Il 25 aprile è il giorno di “Risi e Bisi”, ovvero riso e piselli. Una domanda prima di tutto: è un risotto o minestra? La risposta è spiazzante: né l’uno né l’altro. Né asciutto né brodoso: una specie di densa minestra. Un piatto veramente unico, nel suo genere.
Seconda domanda: perché proprio il 25 aprile? Perché, come molti altri, anche questo piatto è legato a una tradizione e a una data. Il 25 aprile, infatti, si celebra San Marco Evangelista, patrono di Venezia e in questo giorno si usava mangiarlo in tutte le terre della Serenissima. Piatto gustoso e nutriente ma soprattutto primaverile, perché è in questa stagione che si trovano i migliori piselli, che ne sono l’ingrediente principale. L’usanza voleva che, nel giorno di San Marco, un piatto di Risi e Bisi fosse simbolicamente offerto al Doge e a tutti i membri del Governo riuniti nella maestosa sala dei banchetti di Palazzo Ducale, come gesto augurale per la Repubblica di Venezia.
La simbologia era trasparente: il riso (che abbondava e abbonda nelle terre venete, ricche di acque) simboleggia la fertilità (e infatti è tuttora lanciato sui novelli sposi), mentre i piselli, coltivati negli orti in laguna, sono simbolo della primavera e del mondo che risorge dopo la brutta stagione. Un piatto di buon auspicio, insomma.
Un altro incrocio con la storia d’Italia si ritrova poi nell’Ottocento: durante il Risorgimento, nella Venezia occupata dagli Austriaci, i patrioti usavano la formula “Risi, bisi e fragole” (bianco, verde e rosso, come il Tricolore) per inneggiare all’Italia unita, così come a Milano si gridava “Viva VERDI” (acronimo di Vittorio Emanuele Re D’Italia).
Oggi, come tante altre specialità locali, Risi e Bisi ha perduto la sua connotazione territoriale, entrando a pieno titolo nei menu di tutta Italia con grande successo. Ma il riso migliore per prepararlo continua a essere un prodotto del Veneto: il Vialone nano, che risulta più adatto del Carnaroli perché si gonfia di meno in cottura e assorbe meno condimento, consentendo ai delicati aromi dei piselli di fare risaltare la loro freschezza primaverile. Particolarmente indicata la varietà di Grumolo delle Abbadesse, coltivata tra Padova e Vicenza.
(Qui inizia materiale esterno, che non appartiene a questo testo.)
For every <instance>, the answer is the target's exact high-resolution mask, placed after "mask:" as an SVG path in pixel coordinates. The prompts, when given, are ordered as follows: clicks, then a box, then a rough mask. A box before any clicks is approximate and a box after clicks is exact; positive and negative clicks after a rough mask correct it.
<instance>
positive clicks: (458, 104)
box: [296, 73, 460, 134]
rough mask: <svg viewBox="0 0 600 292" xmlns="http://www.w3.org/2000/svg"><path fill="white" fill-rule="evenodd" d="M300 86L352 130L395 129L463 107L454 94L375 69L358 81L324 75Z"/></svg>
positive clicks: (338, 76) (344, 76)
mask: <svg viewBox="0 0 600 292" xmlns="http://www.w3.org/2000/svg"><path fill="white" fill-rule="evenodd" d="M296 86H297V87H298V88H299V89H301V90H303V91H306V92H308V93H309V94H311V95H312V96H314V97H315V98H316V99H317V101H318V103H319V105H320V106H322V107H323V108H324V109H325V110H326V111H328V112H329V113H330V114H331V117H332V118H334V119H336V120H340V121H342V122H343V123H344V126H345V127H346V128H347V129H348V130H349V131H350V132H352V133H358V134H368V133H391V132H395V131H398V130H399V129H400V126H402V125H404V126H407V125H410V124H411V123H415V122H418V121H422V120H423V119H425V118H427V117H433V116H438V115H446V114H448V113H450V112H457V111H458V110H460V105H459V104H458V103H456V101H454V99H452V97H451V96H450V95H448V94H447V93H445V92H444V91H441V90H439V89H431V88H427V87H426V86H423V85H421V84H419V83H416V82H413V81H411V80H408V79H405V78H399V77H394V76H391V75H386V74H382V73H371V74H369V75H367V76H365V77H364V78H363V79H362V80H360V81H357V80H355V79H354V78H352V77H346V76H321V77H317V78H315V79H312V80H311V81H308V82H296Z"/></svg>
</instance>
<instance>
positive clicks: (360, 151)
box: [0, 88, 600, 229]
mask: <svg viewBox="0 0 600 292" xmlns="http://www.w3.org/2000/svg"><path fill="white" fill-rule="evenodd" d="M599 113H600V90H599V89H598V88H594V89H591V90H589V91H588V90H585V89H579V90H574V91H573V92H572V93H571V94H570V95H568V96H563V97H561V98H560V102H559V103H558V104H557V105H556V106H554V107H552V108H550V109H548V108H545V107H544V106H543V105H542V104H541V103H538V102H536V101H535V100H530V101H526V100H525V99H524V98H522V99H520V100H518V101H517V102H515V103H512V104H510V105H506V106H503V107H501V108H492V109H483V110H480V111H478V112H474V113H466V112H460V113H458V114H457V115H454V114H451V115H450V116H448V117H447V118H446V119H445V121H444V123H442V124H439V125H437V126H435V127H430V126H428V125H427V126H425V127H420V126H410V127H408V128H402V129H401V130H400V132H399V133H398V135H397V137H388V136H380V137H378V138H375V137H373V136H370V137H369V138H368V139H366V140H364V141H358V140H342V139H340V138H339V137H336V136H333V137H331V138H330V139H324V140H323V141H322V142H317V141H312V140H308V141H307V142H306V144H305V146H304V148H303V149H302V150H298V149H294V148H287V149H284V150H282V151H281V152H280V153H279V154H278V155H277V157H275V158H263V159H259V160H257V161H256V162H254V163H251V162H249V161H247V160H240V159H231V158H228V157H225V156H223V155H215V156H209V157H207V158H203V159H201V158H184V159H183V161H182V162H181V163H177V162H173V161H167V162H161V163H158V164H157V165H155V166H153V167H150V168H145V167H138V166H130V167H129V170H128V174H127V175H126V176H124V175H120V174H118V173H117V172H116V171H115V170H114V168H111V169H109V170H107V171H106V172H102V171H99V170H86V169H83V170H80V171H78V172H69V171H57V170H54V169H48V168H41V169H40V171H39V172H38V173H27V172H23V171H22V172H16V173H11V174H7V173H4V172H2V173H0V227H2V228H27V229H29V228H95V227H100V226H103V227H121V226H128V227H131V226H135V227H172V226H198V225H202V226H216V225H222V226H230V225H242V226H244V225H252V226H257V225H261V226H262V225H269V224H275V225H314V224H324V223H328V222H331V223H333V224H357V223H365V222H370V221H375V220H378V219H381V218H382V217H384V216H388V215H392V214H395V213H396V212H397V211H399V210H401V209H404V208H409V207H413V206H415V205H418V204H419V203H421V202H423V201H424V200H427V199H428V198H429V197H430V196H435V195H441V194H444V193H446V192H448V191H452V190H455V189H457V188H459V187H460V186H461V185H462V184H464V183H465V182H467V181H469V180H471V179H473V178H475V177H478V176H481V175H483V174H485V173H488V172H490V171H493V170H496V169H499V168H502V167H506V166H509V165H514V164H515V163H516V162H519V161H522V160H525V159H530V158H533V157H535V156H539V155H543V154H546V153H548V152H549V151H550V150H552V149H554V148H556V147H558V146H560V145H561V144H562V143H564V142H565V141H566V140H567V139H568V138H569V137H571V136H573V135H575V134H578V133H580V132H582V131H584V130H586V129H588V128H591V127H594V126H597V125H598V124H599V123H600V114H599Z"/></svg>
Per quanto riguarda l’abbinamento, possiamo serenamente rimanere nelle terre della Serenissima con i suoi grandi vini bianchi: Lugana in primis, ma anche Collio, Soave, Lison e, per chi ama la bollicina, Durello dei Monti Lessini. Volendo osare un rosso, restando in zona si suggerisce il Tai Rosso dei Colli Berici, nelle sue versioni di medio corpo.